Xv6 scheduler and context switch

18 Sep, 2024

Hacking the xv6 kernel scheduling algorithm

We will explore the xv6 kernel scheduling algorithm as well as the context switch mechanism.

The source code for xv6 kernel is here.

I will not cover everything in this post, if you want to learn more, checkout those amazing references and resources at the end. This post covers context switch in term of timer-interrupts only, other cases may be for future blog posts.

Background

Scheduling

In the previous blog about [[Adding a system call to XV6]], we know that user programs are executed in a restricted manner. We know how the kernel provides a mechanism called system call for user that wants to access privilege resources on the hardware. The abstraction of process also gives our programs an illusion that we alone are using the hardware computing resources. The truth is most of us who studies computer science knows that, the kernel runs our processes by run one process, stop it and start running another repeatedly. This is called time-sharing. Time-sharing allows limited hardware resources to be shared among many processes, each process is given a small slice of processing time to execute their task.

Imagine this scenario, if we have only 1 CPU(1 core) on our machine, if a user process is using the CPU which means that the kernel is not running. How can the OS takes back control of the CPU from the user program?

If you are using a programming language like Go that implements concurrency using user thread, how does the Go runtime take back control from other Go routines?

In the context of limited direct execution, time-sharing allows the kernel to control how long user programs can run. By periodically forces user programs to give back the CPU to the controller, user programs can not uses resource forever. By giving the control back to the kernel, the kernel's scheduler can decide which processes to run. The scheduling algorithm is the kernel policy to decide which processes to run.

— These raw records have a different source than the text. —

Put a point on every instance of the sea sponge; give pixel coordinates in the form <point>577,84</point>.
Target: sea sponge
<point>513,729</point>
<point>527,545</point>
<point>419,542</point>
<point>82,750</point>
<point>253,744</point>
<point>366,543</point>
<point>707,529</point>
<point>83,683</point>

Multiplexing processes onto hardware processor

There are 2 cases when the kernel will switch from one process to another:

OS periodically forces a switch when a process is executing in user space to the kernel space. This is called a timer-interrupt. In the previous blog post about [[Adding a system call to XV6]], we knows that when a system call is invoked, the user program must issue an interrupt instruction to transition to the kernel, the timer-interrupt is handled by the same mechanism. We will explore this later on in the xv6 kernel code.
When processes have to wait for device or pipe I/O to complete, when parent process waits for a child process to exit or the sleep system call.

Context Switch

When the OS wants to stop one process to run another, it must save the context of currently running process. The kernel must save the old thread's CPU registers and restore the saved register of the new thread. For example, the kernel will save %eip (point to next instruction) so that when it switches back, it will know which instruction to continue execute.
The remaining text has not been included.